Clin Transpl. 1991:281-91.

PMID:1820123
Abstract
  1. Since 1988, 1-year graft survival rates of first cadaver transplants have improved from 78 to 80% (p less than 0.01) in both the UCLA and UNOS Renal Transplant Registries. During the same period, regraft survival has improved from 66 to 75% (p less than 0.0001) in the UNOS data and from 67 to 70% in the UCLA Registry. 2. The UCLA Registry data show a decrease in the proportion of high-risk patients [based upon previous graft survival time (PGST) less than 6 months] retransplanted each year from nearly 50% in 1986 to 35% in 1990. This decrease in a dominant risk population may contribute to rapidly improving retransplant survival. 3. Retransplanted patients with a PGST less than 6 months had a 1-year regraft survival rate of 62% versus 74% for those with a PGST longer than 6 months. 4. Sensitization, a positive crossmatch by flow cytometry, HLA-DR mismatches, and Black race were significant high-risk factors in retransplant recipients with a short PGST. For long PGST patients who rejected their previous graft more than 6 months postoperatively, these factors were far less detrimental or had no influence on the outcome. 5. The flow cytometry crossmatch improved 1-year regraft survival from 34% in 30 positive cases to 65% in 28 negative cases for the short PGST patients. More sensitive crossmatch methods may also have contributed to improving regraft survival rates. 6. The 1-year regraft survival in HLA-DR matched short PGST patients was 64% versus 52% with 2 antigens mismatched (p less than 0.01). A yearly analysis of HLA-DR mismatching showed that the number of patients with 2-DR mismatches increased whereas those with no mismatches decreased. The importance of HLA-DR mismatches should be underscored for short PGST patients. 7. Blacks with a long PGST had the same high regraft survival as Whites through the first 3 years.
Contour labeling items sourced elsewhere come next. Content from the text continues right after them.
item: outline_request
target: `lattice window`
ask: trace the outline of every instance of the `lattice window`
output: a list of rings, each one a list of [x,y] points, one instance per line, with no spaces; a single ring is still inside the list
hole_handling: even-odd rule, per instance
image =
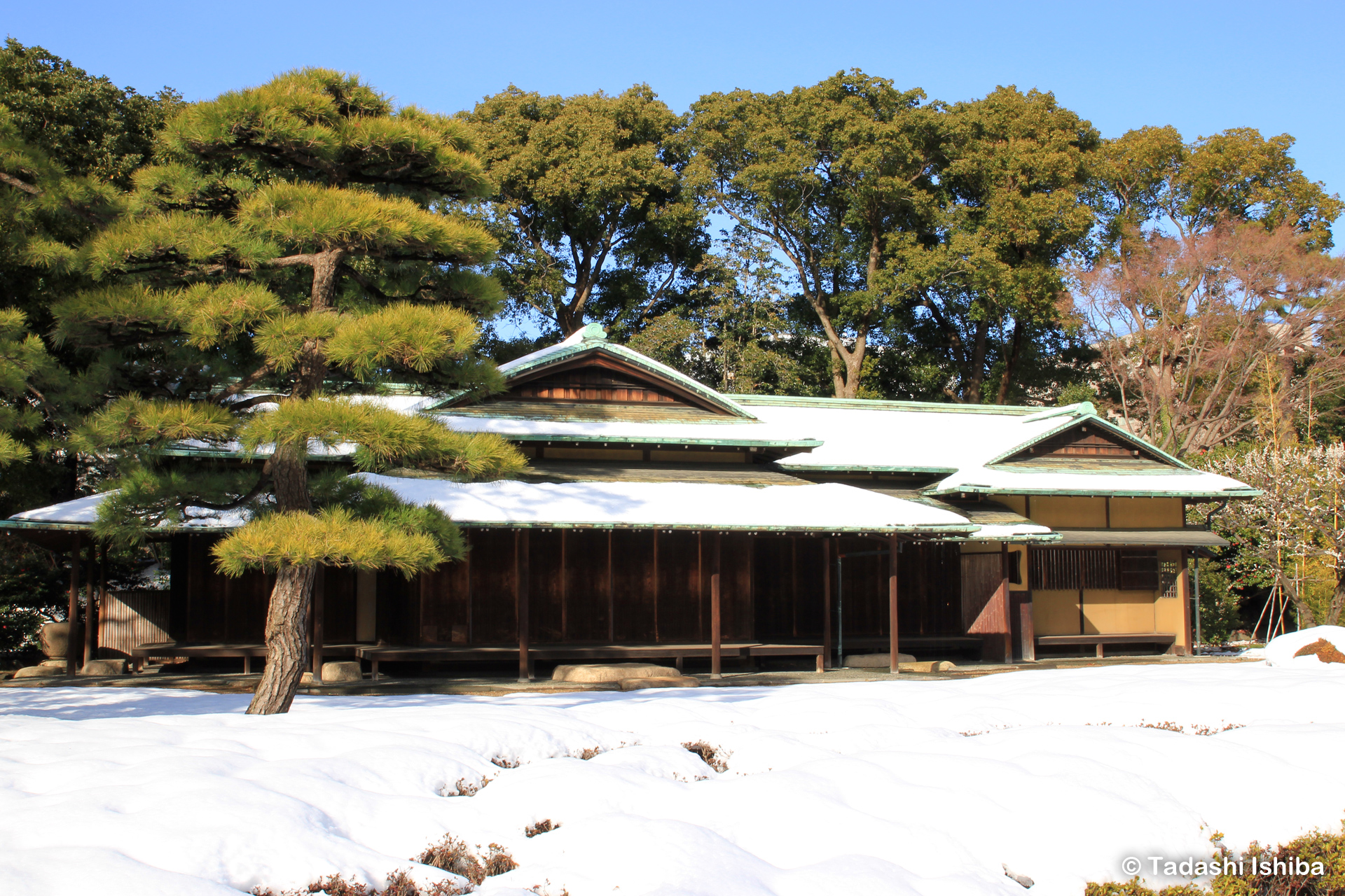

Blacks with a short PGST had an 8% lower 1-year regraft survival rate than Whites (p less than 0.0001). 8. Although patient selection and screening tests for preformed antibody may have contributed to rising regraft survival, the concomitant rise in first transplant survival suggests that improvements in immunosuppression strategies and patient management are also beginning to affect outcomes in the multicenter data.
摘要
  1. 自1988年以来,加州大学洛杉矶分校(UCLA)和器官共享联合网络(UNOS)肾移植登记处的数据均显示,首次尸体供肾移植的1年移植肾存活率已从78%提高至80%(p<0.01)。同期,UNOS数据中的再次移植肾存活率从66%提高至75%(p<0.0001),UCLA登记处的数据则从67%提高至70%。2. UCLA登记处的数据显示,每年再次移植的高危患者比例(基于既往移植肾存活时间[PGST]少于6个月)从1986年的近50%降至1990年的35%。这一主要风险人群比例的下降可能有助于再次移植肾存活率的快速提高。3. PGST少于6个月的再次移植患者1年移植肾存活率为62%,而PGST长于6个月的患者为74%。4. 致敏、流式细胞术交叉配型阳性、HLA-DR错配以及黑人种族是PGST短的再次移植受者的显著高危因素。对于术后6个月以上排斥既往移植肾的PGST长的患者,这些因素的不利影响要小得多或对结果无影响。5. 对于PGST短的患者,流式细胞术交叉配型使1年移植肾存活率从30例阳性病例的34%提高至28例阴性病例的65%。更敏感的交叉配型方法也可能有助于提高再次移植肾存活率。6. HLA-DR配型的PGST短的患者1年移植肾存活率为64%,而2个抗原错配的患者为52%(p<0.01)。对HLA-DR错配情况的年度分析显示,2-DR错配的患者数量增加,而无错配的患者数量减少。对于PGST短的患者,应强调HLA-DR错配的重要性。7. PGST长的黑人在前3年的再次移植肾存活率与白人相同。PGST短的黑人1年移植肾存活率比白人低8%(p<0.0001)。8. 尽管患者选择和预存抗体的筛查检测可能有助于再次移植肾存活率的提高,但首次移植存活率的同时提高表明,免疫抑制策略和患者管理的改善也开始影响多中心数据中的结果。